True or false: If all the eigenvalues of A are either $\lambda=1$ or $\lambda = -1$ then $A^{12}$= I
If we have a matrix $$\mathbf A = \begin{pmatrix}1&0\\0&-1\end{pmatrix}$$ this has eigenvalues of 1 or -1 then $$\mathbf A = \begin{pmatrix}\lambda-1&0\\0&\lambda+1\end{pmatrix}$$ and if we plug in $\lambda=1 $ $$\mathbf A = \begin{pmatrix}0&0\\0&2\end{pmatrix}$$ So $A^{12}$ $\neq$ I
Is this a correct way of proving this is false?
On
The characteristic polynomial is $p(\lambda) = \lambda^2-1$. By Cayley-Hamilton theorem, we have $A^2-I = 0$. Hence, $A^{12} = I$.
On
Compute powers of the matrix $A$, where $$A=\begin{pmatrix} 1 & 1\\0&1\end{pmatrix}.$$
You will find that $$A^n=\begin{pmatrix} 1 & n\\0&1\end{pmatrix}.$$
Remark: If a $2\times 2$ matrix $A$ has both $1$ and $-1$ as eigenvalues, then we will have $A^2=I$. But we can find a $3\times 3$ matrix that has both $1$ and $-1$ as eigenvalues such that $A^n\ne I$ for all positive integers $n$.
On
In your example, $\mathbf A^2=\mathbf I$ (easy to check by hand) and therefore $\mathbf A^{12}=(\mathbf A^2)^6=\mathbf I^6=\mathbf I$. Andre Nicolas explains a correct reason that the answer is in fact "False".

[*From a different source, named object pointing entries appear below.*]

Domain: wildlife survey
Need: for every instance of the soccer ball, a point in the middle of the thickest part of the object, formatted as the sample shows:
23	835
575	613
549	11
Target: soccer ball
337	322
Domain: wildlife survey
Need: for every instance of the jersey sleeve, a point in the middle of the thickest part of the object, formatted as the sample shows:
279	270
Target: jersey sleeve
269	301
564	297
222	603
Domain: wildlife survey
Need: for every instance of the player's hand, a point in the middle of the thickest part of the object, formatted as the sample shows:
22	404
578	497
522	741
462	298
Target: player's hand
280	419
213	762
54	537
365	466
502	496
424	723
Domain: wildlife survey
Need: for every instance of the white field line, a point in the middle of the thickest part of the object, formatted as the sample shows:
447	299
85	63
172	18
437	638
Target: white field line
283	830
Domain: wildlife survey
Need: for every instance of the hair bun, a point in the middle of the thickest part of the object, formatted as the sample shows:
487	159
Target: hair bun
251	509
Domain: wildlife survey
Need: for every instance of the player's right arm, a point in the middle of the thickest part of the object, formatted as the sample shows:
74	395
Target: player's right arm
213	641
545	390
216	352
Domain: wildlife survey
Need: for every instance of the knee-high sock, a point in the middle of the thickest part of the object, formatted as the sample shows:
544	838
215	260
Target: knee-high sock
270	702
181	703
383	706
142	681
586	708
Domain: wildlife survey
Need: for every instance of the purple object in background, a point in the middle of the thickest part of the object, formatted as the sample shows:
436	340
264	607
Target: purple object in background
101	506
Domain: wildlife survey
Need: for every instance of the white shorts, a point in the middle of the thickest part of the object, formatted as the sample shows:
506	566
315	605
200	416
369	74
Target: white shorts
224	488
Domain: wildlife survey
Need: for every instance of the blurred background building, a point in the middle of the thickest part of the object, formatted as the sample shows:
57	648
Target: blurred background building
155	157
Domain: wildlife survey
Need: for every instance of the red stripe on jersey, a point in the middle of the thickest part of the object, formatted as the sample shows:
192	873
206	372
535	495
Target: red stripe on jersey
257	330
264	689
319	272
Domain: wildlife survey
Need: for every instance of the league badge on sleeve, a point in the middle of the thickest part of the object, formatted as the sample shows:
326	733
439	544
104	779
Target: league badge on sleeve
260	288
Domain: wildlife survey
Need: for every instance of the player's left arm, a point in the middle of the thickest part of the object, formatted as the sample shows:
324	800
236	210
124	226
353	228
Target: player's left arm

Your method does not work because you were confusing two operations. In line 2 you replaced $\mathbf A$ with $\lambda \mathbf I - \mathbf A$ but this is what we do when trying to find the eigenvalues (we want the determinant of this matrix to be zero).
To compute large powers of a (diagonalizable) matrix, we instead diagonalize it $\mathbf A = \mathbf S \Lambda \mathbf S$ and then raise $\Lambda$ to the same power: $\mathbf A^n = \mathbf S \Lambda^n \mathbf S$.
EDIT: Use the decomposition in terms of eigenvalues. (Sorry i called this the "SVD" the first time, haven't used lin alg acronyms in a while). Since the eigenvalues are roots of 1, we know that $D^{12}=I$ because 12 is even. So $$A^{12}=SD^{12}S^{-1}=SIS^{-1}=SS^{-1}=I$$ as desired.
However, you would have to check that the matrix is actually diagonalizable in all instances. I'm not sure if the question is assuming this or not.